Le Ministre Emmanuel Nganou Djoumessi a présidé le 29 juillet 2026 l’examen à mi-parcours des projets de la Cellule des Projets Routiers à Financement Conjoint. Objectif : accélérer les livraisons et sécuriser les ouvrages déjà réalisés face aux intempéries.
272 km de routes visés en 2026
Le portefeuille de la CPR-FC compte 26 projets en cours d’exécution pour un linéaire total de 1 132 km. Pour l’exercice 2026, l’administration s’est fixé de livrer 272,93 km de routes et 15,2 km de voiries.
À mi-parcours, le bilan fait état de 60 km de routes neuves achevées, de 9,86 km de voiries et de 677 mètres linéaires de travaux de protection des berges du Mayo Doumou.
La première réception de l’année concerne la section École des Champions–Amour Mezam, longue de 5,5 km. D’autres livraisons sont annoncées avant décembre : Mora-Tchakamari sur 21 km, Bogo-Guirvidig sur 32,86 km, les voiries de Bogo 5,86 km et de Maroua 6,2 km, ainsi que l’axe Ndu-Nkambe 31 km, dont la traversée de Nkambe sur 4,2 km en 2×2 voies.
La mise en service des projets Kumbo-Ndu-Nkambe, Guirvidig-Pouss et des routes communales de Bamenda reste en revanche conditionnée à la levée de plusieurs contraintes.
Des chantiers en avancée, d’autres en attente


La revue interne note des progrès sur la Pénétrante Nord de Yaoundé, les routes Moutourwa-Maroua, Magada-Guidiguis, Guidiguis-Yagoua et sur le lot 4B de la traversée urbaine de Bamenda.
Le démarrage de projets structurants est quant à lui suspendu à la finalisation des procédures d’acquisition. Il s’agit notamment des axes Edéa-Pont de Bivouba-Kribi, Ngaoundéré-Garoua, Tchakamari-Kousseri, Ngatt-Tekel et Tékel-Likok.
Insécurité et pluies en tête des difficultés
Le MINTP pointe plusieurs facteurs qui plombent les performances. L’insécurité touche près de 68 % des zones d’intervention.
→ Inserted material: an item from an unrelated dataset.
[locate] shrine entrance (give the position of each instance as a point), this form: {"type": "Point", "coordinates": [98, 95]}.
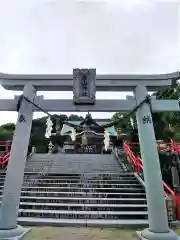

S’y ajoutent la lenteur des procédures de passation des marchés, le retard dans la mobilisation de certaines missions de contrôle, la faible performance de quelques entreprises, des difficultés de paiement liées à des accords de prêt arrivés à échéance, et une forte pluviométrie qui ralentit les travaux et menace les ouvrages.
« Préserver l’existant » : l’instruction du Ministre


Face à ce constat, Emmanuel Nganou Djoumessi a instruit les responsables de la CPR-FC à prendre toutes les dispositions pour protéger les travaux déjà exécutés contre les effets des intempéries.
Il a particulièrement insisté sur la sécurisation du chantier de la traversée urbaine de Bamenda, dont le taux d’avancement est estimé à 45,51 %.

Le Ministre a également demandé que l’ensemble des difficultés relevées soit documenté et assorti de propositions de solutions concrètes. L’ambition : améliorer les performances du portefeuille à financement conjoint et atteindre les cibles fixées pour 2026.